Once the anchors are in place, the fitting of the conductor beam and supporting equipment is challenging but logical and, if organised properly, repetitive. The plan is to start at the Wales end on the Up line and work through the Severn tunnel, proceeding onto Patchway Tunnels then returning on the Down line back to Wales.
A training school has been set up in Cardiff and, using local people wherever possible, a process is being developed that will enable materials, equipment and a skilled workforce to construct the Furrer and Frey Rigid Overhead Conductor Rail System (ROCS) as if they were on an assembly line. AMCO, as specialist suppliers to ABC, is delivering and carrying out this phase of the work.
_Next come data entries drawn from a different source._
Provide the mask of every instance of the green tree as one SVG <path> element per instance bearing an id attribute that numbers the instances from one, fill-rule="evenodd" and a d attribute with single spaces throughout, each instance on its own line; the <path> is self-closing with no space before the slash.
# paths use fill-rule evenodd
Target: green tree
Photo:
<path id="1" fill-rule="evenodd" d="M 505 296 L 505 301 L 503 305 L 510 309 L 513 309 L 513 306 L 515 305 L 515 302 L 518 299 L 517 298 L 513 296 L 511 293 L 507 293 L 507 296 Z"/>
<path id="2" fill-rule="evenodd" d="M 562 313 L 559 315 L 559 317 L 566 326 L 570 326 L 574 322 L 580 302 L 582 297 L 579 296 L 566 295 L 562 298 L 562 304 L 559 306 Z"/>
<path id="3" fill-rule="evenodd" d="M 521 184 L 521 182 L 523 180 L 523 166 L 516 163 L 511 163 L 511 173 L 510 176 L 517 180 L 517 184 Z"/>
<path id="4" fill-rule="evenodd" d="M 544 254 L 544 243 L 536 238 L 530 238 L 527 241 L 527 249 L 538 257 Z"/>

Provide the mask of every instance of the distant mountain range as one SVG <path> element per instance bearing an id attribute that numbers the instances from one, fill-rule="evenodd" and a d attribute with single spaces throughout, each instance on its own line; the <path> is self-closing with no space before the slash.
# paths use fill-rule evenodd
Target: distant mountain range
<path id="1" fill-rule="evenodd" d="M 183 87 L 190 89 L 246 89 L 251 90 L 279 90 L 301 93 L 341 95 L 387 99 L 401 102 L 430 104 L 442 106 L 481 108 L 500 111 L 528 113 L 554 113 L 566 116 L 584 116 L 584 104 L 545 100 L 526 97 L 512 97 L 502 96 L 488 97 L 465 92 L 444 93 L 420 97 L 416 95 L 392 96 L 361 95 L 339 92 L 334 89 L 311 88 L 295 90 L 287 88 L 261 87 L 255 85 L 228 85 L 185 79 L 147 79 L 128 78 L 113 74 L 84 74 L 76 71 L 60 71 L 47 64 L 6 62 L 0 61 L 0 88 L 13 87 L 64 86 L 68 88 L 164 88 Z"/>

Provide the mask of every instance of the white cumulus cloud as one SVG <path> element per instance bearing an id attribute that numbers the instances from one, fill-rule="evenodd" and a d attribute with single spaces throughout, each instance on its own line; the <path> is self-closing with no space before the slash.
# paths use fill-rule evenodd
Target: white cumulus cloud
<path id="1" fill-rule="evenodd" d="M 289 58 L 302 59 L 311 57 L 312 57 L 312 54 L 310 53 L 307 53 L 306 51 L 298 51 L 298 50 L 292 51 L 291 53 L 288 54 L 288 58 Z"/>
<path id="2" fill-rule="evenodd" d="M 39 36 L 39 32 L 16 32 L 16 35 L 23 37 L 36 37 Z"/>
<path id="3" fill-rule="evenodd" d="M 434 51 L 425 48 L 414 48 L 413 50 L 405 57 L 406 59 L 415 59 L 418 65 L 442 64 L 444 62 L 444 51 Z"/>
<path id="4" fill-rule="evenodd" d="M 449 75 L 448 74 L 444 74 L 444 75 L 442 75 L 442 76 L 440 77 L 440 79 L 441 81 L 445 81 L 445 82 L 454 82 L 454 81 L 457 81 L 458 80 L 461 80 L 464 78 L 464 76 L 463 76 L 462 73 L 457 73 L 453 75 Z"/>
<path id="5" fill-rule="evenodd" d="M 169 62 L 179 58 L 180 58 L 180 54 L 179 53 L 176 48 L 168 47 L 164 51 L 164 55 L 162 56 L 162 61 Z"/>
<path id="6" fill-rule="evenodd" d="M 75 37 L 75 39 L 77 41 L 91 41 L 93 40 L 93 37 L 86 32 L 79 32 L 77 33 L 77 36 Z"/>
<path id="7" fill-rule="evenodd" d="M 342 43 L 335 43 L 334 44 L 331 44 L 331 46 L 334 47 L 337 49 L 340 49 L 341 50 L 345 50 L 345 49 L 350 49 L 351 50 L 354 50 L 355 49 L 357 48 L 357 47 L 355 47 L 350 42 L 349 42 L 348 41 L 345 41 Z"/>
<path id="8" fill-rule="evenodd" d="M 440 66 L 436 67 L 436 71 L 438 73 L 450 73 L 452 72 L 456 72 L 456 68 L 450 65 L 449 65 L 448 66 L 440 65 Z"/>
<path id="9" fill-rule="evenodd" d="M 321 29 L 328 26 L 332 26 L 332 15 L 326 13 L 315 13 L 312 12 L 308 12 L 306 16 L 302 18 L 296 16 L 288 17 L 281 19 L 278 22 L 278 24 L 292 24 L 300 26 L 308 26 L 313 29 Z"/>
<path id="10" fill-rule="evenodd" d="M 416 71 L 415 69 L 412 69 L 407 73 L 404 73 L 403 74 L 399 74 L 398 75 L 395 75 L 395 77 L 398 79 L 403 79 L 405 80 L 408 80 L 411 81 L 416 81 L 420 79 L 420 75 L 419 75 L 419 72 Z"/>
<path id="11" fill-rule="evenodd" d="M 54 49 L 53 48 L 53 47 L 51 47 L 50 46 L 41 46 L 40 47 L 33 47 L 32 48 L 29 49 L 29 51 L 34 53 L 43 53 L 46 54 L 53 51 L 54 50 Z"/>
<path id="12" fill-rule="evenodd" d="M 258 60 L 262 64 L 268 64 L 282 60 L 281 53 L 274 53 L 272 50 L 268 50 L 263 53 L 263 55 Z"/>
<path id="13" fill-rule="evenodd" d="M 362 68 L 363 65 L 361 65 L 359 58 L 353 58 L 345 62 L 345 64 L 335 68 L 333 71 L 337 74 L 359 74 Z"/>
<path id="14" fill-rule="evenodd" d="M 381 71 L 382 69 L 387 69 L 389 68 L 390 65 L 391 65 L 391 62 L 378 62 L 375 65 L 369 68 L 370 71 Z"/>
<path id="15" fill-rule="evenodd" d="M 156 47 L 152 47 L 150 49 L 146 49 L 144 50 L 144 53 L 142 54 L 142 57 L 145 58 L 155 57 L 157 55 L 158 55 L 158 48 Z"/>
Whilst this work is underway, 1km of track will be renewed and lowered in the Down Patchway Tunnel as well as a significant amount of drainage work. Good track quality and alignment throughout both Tunnels is essential with a ROCS system. Fortunately, the Severn Tunnel alignment is quite good but the curvature in Patchway leaves a lot to be desired and is commanding a lot of attention from the design team at present.
Logistics are key
As can be imagined, this is developing into a potential logistics nightmare and is taking up a significant amount of time for Daniel’s team. Sticking to the principle that they will work up one track and down the other, detailed studies of road-rail movements and engineering trains are being conducted.
Many questions have to be asked, and answered. What to do if there is a breakdown? Do temporary ramps need to be constructed for easier plant and road-rail movements? How to ensure that the right equipment and material is reaching the right place at the right time?
It’s not a new challenge, all projects require careful logistics management, but it doesn’t take a leap of imagination to realise that the logistical problems in this case are complex, of paramount importance and deserve the time and effort that Daniel’s team is clearly putting into it.
Network Rail claims that, without the six-week closure, it would take five years to complete the electrification of the Severn Tunnel. This puts into context the work that is being undertaken during the STAD. It will give South Wales a high speed, electric rail link to London. It will also help
to complete the task of bringing the GWML into the twenty-first century.
There is a lot to do, the many different companies involved have come together to form one single team to deal with the challenges that this work presents.
You never know, even Mr Lambert might be looking on. He was the nineteenth-century diver who risked life and limb, struggling underwater in the pitch dark in the tunnel to open a sluice gate in order to alleviate the flooding and thus enable the Severn Tunnel to be completed.
Certainly, the preparatory work currently underway implies that all is being done to ensure that the work is completed successfully. Then Daniel and his team can take a well-earned holiday.